My punishment was immediate. I was made to have a cold shower to sober up a bit, was made to wear heavy handcuffs and have a short heavy chain locked to my shackles to limit my movement in the house, moreover after already losing my hi-top trainers I now have lost my socks so the shackles are on my bare legs / ankles. I have just spent 2 days like this and fed on just basic food and water, no access to a TV, phone or computer, only looking at my countdown timer.

I now had good reason to be sad and bored, all the alcohol has been locked in the garage out of my reach. However my wife has kept her side of the agreement, very strict if I drift out of line and made me post this in detail.
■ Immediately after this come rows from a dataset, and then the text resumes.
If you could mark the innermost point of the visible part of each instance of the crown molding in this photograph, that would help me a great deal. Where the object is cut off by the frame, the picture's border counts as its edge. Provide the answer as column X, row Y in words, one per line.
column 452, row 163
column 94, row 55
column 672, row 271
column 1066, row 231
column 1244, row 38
I now have to try and win back some of my privileges as I still have a very long journey ahead.

Going through my sad period.

The realisation of being restricted and basically housebound has come home to me on Thursday, I am currently going through a time of sadness and regret but usually I get over it within a week.

When I am working from home next week I will begin to forget and accept my predicament, just under 78 more days to go!!! “don’t time fly when you are enjoying yourself”

Had my hi-tops taken away (they will not be returned until the end (December 8th)) for not appreciating my wife’s wonderful idea of providing a countdown clock for me to watch most times day and night, now its a little more sore moving around because the shackle are now resting on the ankle bone and socks don’t help too much when walking. I need to behave to keep all my socks and not suffer more restriction / torment.

Some may ask why do it, well I do enjoy losing my freedom and be restricted, restrained and controlled. My wife and I mutually agree to do this and plan ahead the schedule, the rules and the methods of punishment. Yes there are hard times and easy, but when you have achieved the goal and get released you appreciate freedom so much more.